Only the tiniest part an egg is haploid; the rest comes from the hen that lays the egg. This is common sense for two reasons: the time between ovulation and laying is supposed to be only about 24hr (not enough for all that cell division and protein production), and it is hard to imagine that haploid (unfertilised) eggs could be so similar to diploid (fertilised eggs) given that they would be so different genetically.
It would be difficult for a consumer to tell whether the egg they were eating was fertilised since only a very small amount of embryonic development occurs before laying - the rest happens once the clutch is complete and the hen starts incubation, in common with other birds. The presence (every now and then) of a bloody red speck is no guide - the reason these are seen less in shop eggs than farm ones is that processors shine a bright light through all their eggs and reject those with such imperfections.
So the vast, vast majority of chicken genomes that you could ever eat are diploid.
hope this helps.
I think most farms cull the roosters. The eggs can't get fertilized unless there are roosters around.
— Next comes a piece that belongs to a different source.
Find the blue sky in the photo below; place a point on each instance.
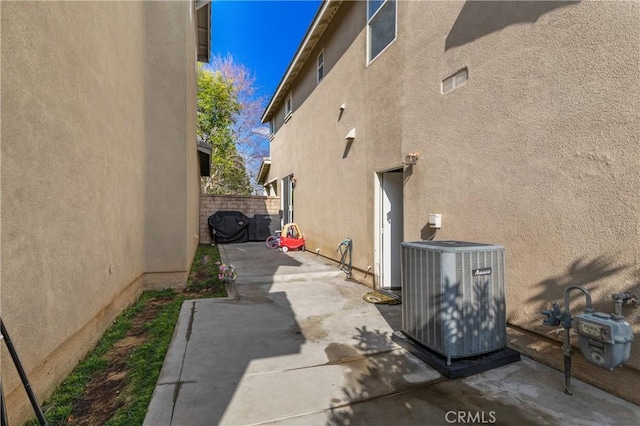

Hi, long time lurker, first time poster (I think). Great great great post, but as a microbiologist and accidental intronologist (I found some in the large plasmid I was studying for my thesis work) I have to take a minor exception to that last comment. Contrary to the general misconception, bacteria do so have introns! It's pretty recent stuff, there are several types, and they're a bit "different" in some ways from the classic eukaryotic introns... but there you go, bacteria have introns too. You can Google or Pubmed "bacterial introns" for a deluge of literature. Mobile Type II introns are the coolest; they behave a bit like transposons, you can find them all over the place in bacteria, fungi, eukaryote organelles like chloroplasts and mitochondria, and possibly in archeae; and they're probably the ancestors of eukaryotic introns.
I know there are some introns. I'm even remember when the first intron was found in one the T phage.
You're right, I really should have written that introns are not as common in bacteria as they are in eucaryotes.
Oh, okay, thanks for clearing that up. Lots of biologists are still unaware of the existence of bacterial introns, though; and personally I have to say, as an undergrad I was taught that they had none. Imagine my surprise getting an intron-related blast result for a piece of my bacterial plasmid.